En definitiva: ¿Por qué ahora y
no antes? ¿Es tal vez, porque alguien – no sé quién- se beneficia de ello? ¿Tal
vez porque económicamente resulta más rentable vender diez mil, cien mil
vacunas, que vender sólo cuatro? ¿Más rentable vender diez mil
jeringuillas, diez mil guantes, diez mil trajes anti-contagio, que vender sólo
cinco?
Son preguntas que a mí me
gustaría que alguien me ayudara a resolver. Pero en vez de eso, se tranquiliza
a la población, se la tacha de histérica, se le dice que las enfermedades que
provoca su sistema de vida -cáncer, diabetes, infartos- han causado y causan
más muertes que el ébola. A los que así argumentan se les olvida que la diferencia estriba en que unas
enfermedades no son contagiosas y la otra, sí. Se les olvida que hasta hace dos
meses se nos ha repetido hasta la saciedd lo contagioso y mortal que es el virus del ébola, hasta el punto de que se ha
llegado incluso a afirmar que los enfermos morían en un noventa por ciento de
los casos. Se les olvida que se aseguró que era practicamente imposible que
llegara y ha llegado. Así pues, el miedo
de Fuenteovejuna no me asombra. Lo que me asombra es que la sociedad y su
portavoz: los medios de información, se asombren de su miedo.
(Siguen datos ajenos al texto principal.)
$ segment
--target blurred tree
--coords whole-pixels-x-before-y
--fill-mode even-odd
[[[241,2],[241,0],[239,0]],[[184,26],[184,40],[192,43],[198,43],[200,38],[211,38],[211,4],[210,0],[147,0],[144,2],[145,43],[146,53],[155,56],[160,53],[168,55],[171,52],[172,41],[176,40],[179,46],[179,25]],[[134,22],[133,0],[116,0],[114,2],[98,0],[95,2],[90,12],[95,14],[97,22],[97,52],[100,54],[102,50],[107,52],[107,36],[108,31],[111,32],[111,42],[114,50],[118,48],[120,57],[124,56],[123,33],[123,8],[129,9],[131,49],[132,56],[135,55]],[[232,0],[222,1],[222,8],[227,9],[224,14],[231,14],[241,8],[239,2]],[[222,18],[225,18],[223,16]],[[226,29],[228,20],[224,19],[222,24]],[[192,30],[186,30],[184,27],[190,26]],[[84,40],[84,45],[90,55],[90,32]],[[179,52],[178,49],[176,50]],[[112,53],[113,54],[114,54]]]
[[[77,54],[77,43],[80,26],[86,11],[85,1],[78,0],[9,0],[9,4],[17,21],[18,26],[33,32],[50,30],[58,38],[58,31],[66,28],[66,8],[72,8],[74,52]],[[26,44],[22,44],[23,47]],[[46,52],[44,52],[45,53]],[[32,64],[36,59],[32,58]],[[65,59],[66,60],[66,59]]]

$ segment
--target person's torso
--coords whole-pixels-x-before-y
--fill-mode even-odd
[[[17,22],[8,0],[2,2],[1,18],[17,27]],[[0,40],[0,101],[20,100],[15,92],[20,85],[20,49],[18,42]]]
Hay otro motivo por el que toda
esta historia me asombra. Constantemente se nos asusta con el calentamiento
global, con las terribles consecuencias para la supervivencia de la Tierra. Se nos
insta a actuar porque ahora – se repite una y otra vez- es el momento de
actuar. Hemos llegado tarde pero todavía, con esfuerzo, se puede resolver la
situación a nuestro favor. El éxito no es seguro pero hay que intentarlo. Todos
tenemos que colaborar. Es una tarea que pertenece a la Humanidad y que cada
generación a partir de ahora va a verse obligada en cumplir.
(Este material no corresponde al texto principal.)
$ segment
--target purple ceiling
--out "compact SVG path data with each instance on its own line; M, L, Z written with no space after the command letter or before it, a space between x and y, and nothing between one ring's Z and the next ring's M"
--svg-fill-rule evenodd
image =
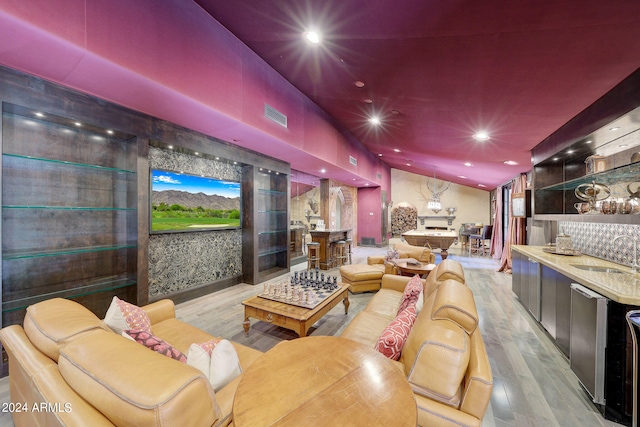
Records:
M196 2L389 166L487 189L640 67L638 1Z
Para muchos, el calentamiento
global es la antesala del fin del mundo. Para otros, lo es la inversión de los
Polos magnéticos. Nuevamente escenarios apocalípticos a los que Fuenteovejuna
asiste sin saber muy bien qué decir ni qué hacer. Y a ese no saber qué decir ni
qué hacer le llaman apatía, indecisión, falta de concienciación y qué se yo.
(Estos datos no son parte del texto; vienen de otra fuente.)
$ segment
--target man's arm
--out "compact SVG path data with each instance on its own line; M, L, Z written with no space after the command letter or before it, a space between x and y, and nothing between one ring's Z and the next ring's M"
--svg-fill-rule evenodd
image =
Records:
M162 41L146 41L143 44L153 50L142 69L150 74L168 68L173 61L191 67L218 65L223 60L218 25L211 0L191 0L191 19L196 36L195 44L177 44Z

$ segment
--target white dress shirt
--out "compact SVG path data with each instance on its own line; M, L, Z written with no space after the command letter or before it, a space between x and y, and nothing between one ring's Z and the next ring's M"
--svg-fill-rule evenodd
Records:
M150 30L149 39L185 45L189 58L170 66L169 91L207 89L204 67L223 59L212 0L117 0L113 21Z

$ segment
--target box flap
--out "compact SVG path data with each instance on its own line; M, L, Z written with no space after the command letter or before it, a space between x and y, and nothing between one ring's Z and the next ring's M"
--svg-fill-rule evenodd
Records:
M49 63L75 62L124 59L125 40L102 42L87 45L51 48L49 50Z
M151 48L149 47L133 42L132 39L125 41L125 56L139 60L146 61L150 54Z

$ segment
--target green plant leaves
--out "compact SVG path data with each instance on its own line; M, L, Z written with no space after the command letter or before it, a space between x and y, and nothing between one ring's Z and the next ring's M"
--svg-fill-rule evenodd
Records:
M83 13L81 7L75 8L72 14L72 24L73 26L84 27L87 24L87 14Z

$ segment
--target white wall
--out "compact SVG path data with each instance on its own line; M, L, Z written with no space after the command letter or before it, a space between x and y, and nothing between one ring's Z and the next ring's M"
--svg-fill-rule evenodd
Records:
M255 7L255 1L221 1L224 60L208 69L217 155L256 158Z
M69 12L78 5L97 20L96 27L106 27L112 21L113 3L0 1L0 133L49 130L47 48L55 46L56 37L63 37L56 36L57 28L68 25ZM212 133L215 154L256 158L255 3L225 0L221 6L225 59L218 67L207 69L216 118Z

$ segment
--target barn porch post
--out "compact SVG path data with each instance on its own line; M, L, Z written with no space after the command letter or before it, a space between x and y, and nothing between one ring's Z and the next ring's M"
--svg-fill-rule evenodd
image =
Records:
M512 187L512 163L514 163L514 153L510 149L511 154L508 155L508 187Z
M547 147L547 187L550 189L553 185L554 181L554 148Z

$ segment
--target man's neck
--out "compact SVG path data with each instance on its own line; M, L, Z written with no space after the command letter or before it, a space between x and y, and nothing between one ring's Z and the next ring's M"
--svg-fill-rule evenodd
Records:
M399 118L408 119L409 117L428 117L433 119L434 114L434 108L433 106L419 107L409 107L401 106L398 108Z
No. El miedo por el ébola no es injustificado ni histérico. El miedo por el
ébola es un miedo sensato y cabal porque es un miedo y una preocupación ante un
hecho que está ahí y al que hay que hacer frente. La enfermera
española parece ser que, gracias a Dios, se ha curado. A ella hay que agradecerle
que sospechara que se había contagiado y que se mantuviera alejada de su marido
y de sus vecinos durante el periodo de incubación. De no haber dado importancia
a sus décimas de fiebre, de haber ido saludando y dando besos a diestro y
siniestro, con el calor que hace en Madrid y con lo que a veces se suda, a esta
hora estarían enfermos unos cuantos más. Se ha afirmado que fue al médico de
familia sin revelar que había estado en contacto con un enfermo de ébola. En
vez de utilizar este dato para reprocharle subliminarmente su irresponsabilidad, debería servir para introducir un nuevo motivo de
preocupación en el tema. En efecto, lo que el silencio de la enfermera ha demostrado es que los médicos de familia no saben diagnosticar esta enfermedad. Aquél
que acuda sin sospechar que un enfermo le ha contagiado porque por ignorar
incluso ignora que esa persona estaba enferma, no será correctamente tratado. Ése, y no
el problema del silencio, es el que debería haberse reflejado en los medios de
comunicación. En vez de eso, España sigue pareciendo un patio de vecinas: “que
lo ha dicho; que no; que donde dije digo, digo Diego.”
Es la sensatez de esa enfermera la que ha impedido el contagio en masa. Y es
esa sensatez, precisamente, la que hay que agradecer.
¿Buscar culpables? Eso ya no es
hipócrita. Es cínico. Se acusa a los políticos de haber trasladado a Madrid
desde África a los misioneros. Si no lo hubieran hecho, hubieran sido, al decir
de muchos, inhumanos. Lo han hecho, y son inconscientes.
En casos como estos, si el
contagio no se extiende, al miedo se le denomina “histeria”. Y si el contagio se
extiende, se denomina a la tranquilidad “falta de precaución” e “insensatez”.
La verdad es que los adjetivos de “histeria” o “falta de precaución”, no
son adjetivos que puedan utilizarse a priori, sino únicamente cuando la
enfermedad se ha controlado o, por el contrario, cuando ésta se ha propagado en exceso.